AK Parti İl yöneticileri, İl Başkanı A. Akif Gür’ün başkanlığında toplu halde Batman Adliyesine gidip suç duyurusunda bulundu. Daha sonra Adliye önünde açıklama yapan AK Partili yöneticiler basın açıklaması yaptı.
Okunan basın açıklamasında, “Milli irade düşmanlığı, kimi zaman darbeci, kimi zaman vesayetçi, kimi zaman marjinal akımların temsilcisi olarak karşımıza çıkmıştır. Hepsi de faşizmin en ilkel, en karanlık, en nobran söylemleri ve eylemleriyle millete, milletin değerlerine, tarihine, kültürüne saldıran köhne zihniyetin mensuplarıyla mücadele etmek, kendine bu ülkenin demokrat, yerli ve milli bireyi olarak gören herkesin en başta gelen sorumluluğudur. Yakın tarihte 28 Şubat’tan 15 Temmuz’a kadar uzanan nice acı hatıraları hala hafızasında canlı olan milletimiz, faşist zihniyete karşı gösterdiği ilkeli ve güçlü duruş sayesinde, ülkemizin en büyük kalkınma ve demokrasi atılımının partimiz vasıtasıyla gerçekleştirilebilmesini sağlamıştır.” denildi.

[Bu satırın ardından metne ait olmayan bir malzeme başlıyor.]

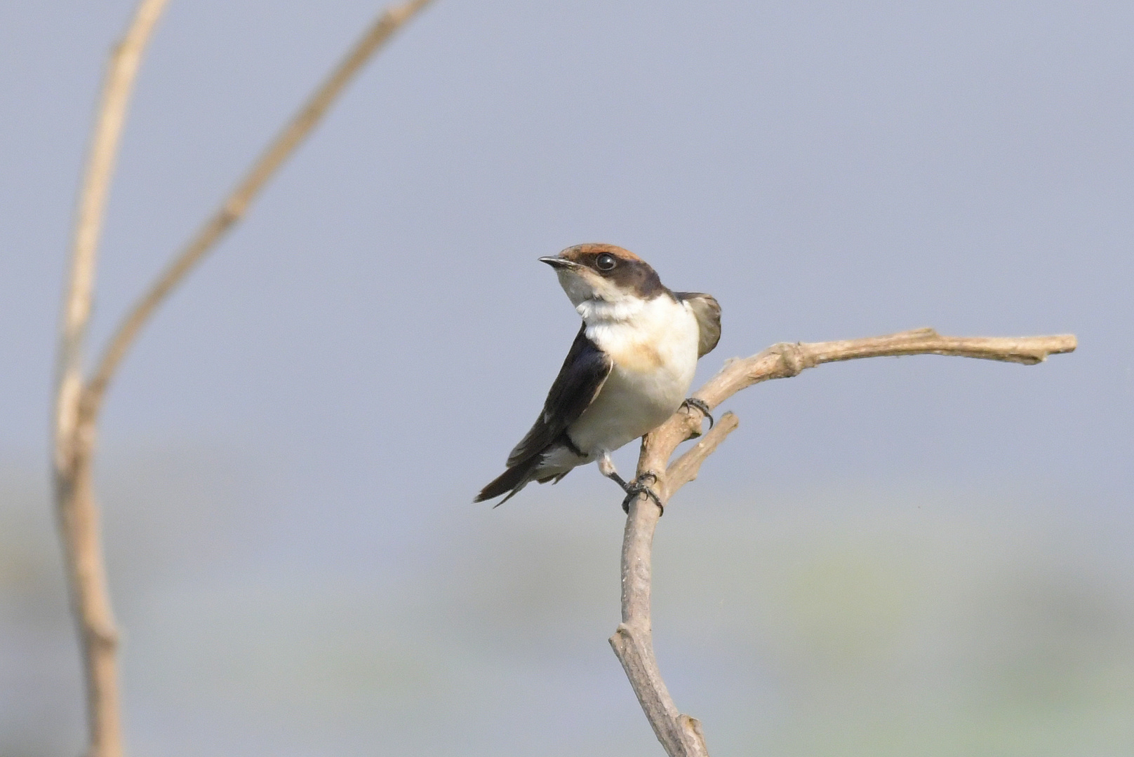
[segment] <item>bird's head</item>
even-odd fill
[[[575,245],[540,261],[556,270],[559,284],[576,308],[593,300],[653,299],[666,291],[649,263],[615,245]]]

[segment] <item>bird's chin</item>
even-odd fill
[[[567,292],[567,299],[569,299],[570,304],[575,307],[578,307],[579,304],[590,299],[599,298],[599,292],[594,287],[594,283],[587,280],[587,273],[589,272],[585,269],[583,271],[577,271],[575,269],[556,270],[556,275],[559,277],[559,286],[564,288],[565,292]]]

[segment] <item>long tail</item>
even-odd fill
[[[491,500],[494,496],[500,496],[505,492],[508,492],[508,496],[492,505],[494,508],[499,508],[501,504],[516,496],[519,490],[524,488],[527,483],[532,480],[532,474],[535,473],[535,466],[539,463],[539,454],[533,454],[527,460],[517,462],[492,479],[492,483],[488,486],[482,488],[481,493],[476,495],[476,499],[473,500],[473,502]]]

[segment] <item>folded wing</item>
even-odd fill
[[[594,401],[610,375],[611,365],[607,354],[586,338],[586,324],[583,324],[559,375],[551,384],[548,399],[543,402],[543,411],[508,456],[508,467],[541,453],[567,431],[567,426],[575,423]]]
[[[700,291],[675,291],[674,297],[686,303],[697,318],[701,339],[697,341],[697,357],[704,357],[720,341],[720,303],[712,295]]]

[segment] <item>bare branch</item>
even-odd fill
[[[122,39],[107,61],[102,94],[91,131],[83,185],[75,210],[71,239],[70,280],[64,297],[59,345],[58,385],[56,388],[56,465],[64,466],[70,456],[69,444],[77,420],[76,408],[82,390],[83,342],[91,318],[94,271],[102,235],[110,181],[118,158],[118,144],[126,124],[126,112],[134,92],[134,79],[142,53],[166,8],[166,0],[142,0]]]
[[[83,649],[88,757],[120,757],[122,754],[116,662],[118,632],[107,589],[99,511],[91,475],[96,417],[107,385],[154,308],[225,231],[243,218],[256,194],[311,133],[366,60],[429,2],[412,0],[386,11],[371,26],[253,164],[221,209],[133,307],[111,337],[93,378],[84,386],[82,352],[91,316],[98,245],[115,158],[142,53],[166,0],[142,0],[126,35],[111,53],[76,211],[70,278],[64,299],[53,419],[56,508],[67,560],[73,612]]]
[[[91,317],[94,271],[110,194],[115,160],[134,80],[166,0],[142,0],[107,62],[102,95],[91,134],[90,154],[79,190],[71,244],[70,280],[64,298],[59,341],[53,459],[56,516],[71,612],[78,626],[86,683],[90,757],[120,757],[121,717],[115,652],[118,632],[107,589],[99,534],[99,512],[91,487],[94,429],[79,420],[83,343]]]
[[[769,378],[797,376],[805,368],[838,360],[895,355],[947,355],[1034,365],[1049,355],[1070,352],[1075,346],[1076,340],[1072,334],[942,337],[932,329],[833,342],[779,343],[752,357],[726,362],[725,367],[694,395],[713,408],[752,384]],[[642,440],[637,474],[646,479],[653,478],[652,488],[661,497],[662,504],[696,477],[701,463],[738,424],[736,416],[725,414],[703,439],[669,463],[677,446],[696,435],[702,419],[700,410],[686,406]],[[623,670],[634,687],[642,711],[666,752],[670,757],[708,757],[701,723],[682,715],[674,705],[653,654],[650,548],[660,516],[661,511],[645,495],[631,503],[623,537],[623,622],[610,638],[610,646],[623,663]]]
[[[692,410],[700,415],[700,410]],[[720,417],[709,433],[697,440],[697,443],[685,451],[685,453],[674,460],[666,471],[666,499],[672,492],[688,484],[697,477],[701,463],[725,441],[725,437],[736,431],[741,425],[741,419],[734,412],[726,412]]]
[[[174,258],[168,267],[151,284],[150,289],[134,304],[122,318],[118,329],[99,360],[87,390],[84,394],[84,415],[96,416],[102,405],[107,385],[115,375],[118,364],[134,343],[138,331],[145,325],[156,307],[169,296],[169,292],[181,282],[185,275],[201,262],[217,245],[222,236],[236,224],[247,212],[252,201],[284,164],[303,139],[311,134],[327,114],[342,90],[357,74],[363,65],[397,32],[406,22],[413,18],[432,0],[412,0],[403,6],[386,10],[362,39],[331,71],[330,76],[315,91],[310,100],[296,112],[291,120],[268,145],[260,158],[252,164],[236,188],[221,203],[212,218],[205,221],[196,236],[189,240],[185,249]]]

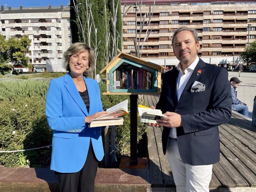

Başörtü düşmanlığının yapıldığı belirtilen açıklamada, “Bu örneklerden biri, CHP’nin resmi yayın organı olan bir televizyon kanalında ‘başörtülü bir hakimin tarafsız olamayacağını ve adil yargılama yapamayacağını’ söyleyen, eski milletvekili ve bakan Fikri Sağlar’ın ortaya koyduğu tavırdır. Türkiye’nin artık geride bırakmış olması gereken, büyük acıların çekildiği ve bedellerin ödendiği bir meseleyi yeniden gündeme getiren bu kişi, CHP’nin demokrat yaldızı altındaki faşist yüzünü bir kez daha sergilemiştir. Gazeteci kimliğiyle yaptığı bir sosyal medya paylaşımında ise Can Ataklı, Cumhurbaşkanımızın seçimle gitmeyeceğini, ordunun darbe kabiliyetinin kalmadığını, artık tek ümidin ülkenin halkta öfkeye yol açacak büyük bir felakete uğraması olduğunu söyleyebilecek kadar derin bir sefalete düşmüştür.” ifadelerine yer verildi.
Açıklamanın devamında, “Darbe ve felaket çığırtkanlığı yapan bu zihniyet, ülkemiz için bizatihi bu tehditlerin kendisi kadar tehlikelidir. Aynı şekilde, Genelkurmay eski Başkanlarından İlker Başbuğ’un, 27 Mayıs darbesinin, şayet rahmetli Menderes erken seçim kararını ilan etseydi olmayabileceği, böyle bir durumda da iktidarın zaten CHP’ye geçeceği yönündeki açıklamaları, zihinlerin gerisindeki darbe sevdasını açık etmiştir. Sadece bu üç örnek dahi, Türkiye’nin 97 yıllık Cumhuriyet tarihinde elde ettiği milli iradenin üstünlüğünü esas alan kazanımları hala hazmeyenlerin, vesayet ve darbe dönemlerinin özlemiyle yanıp tutuştuğunu göstermeye yeterlidir.” denildi.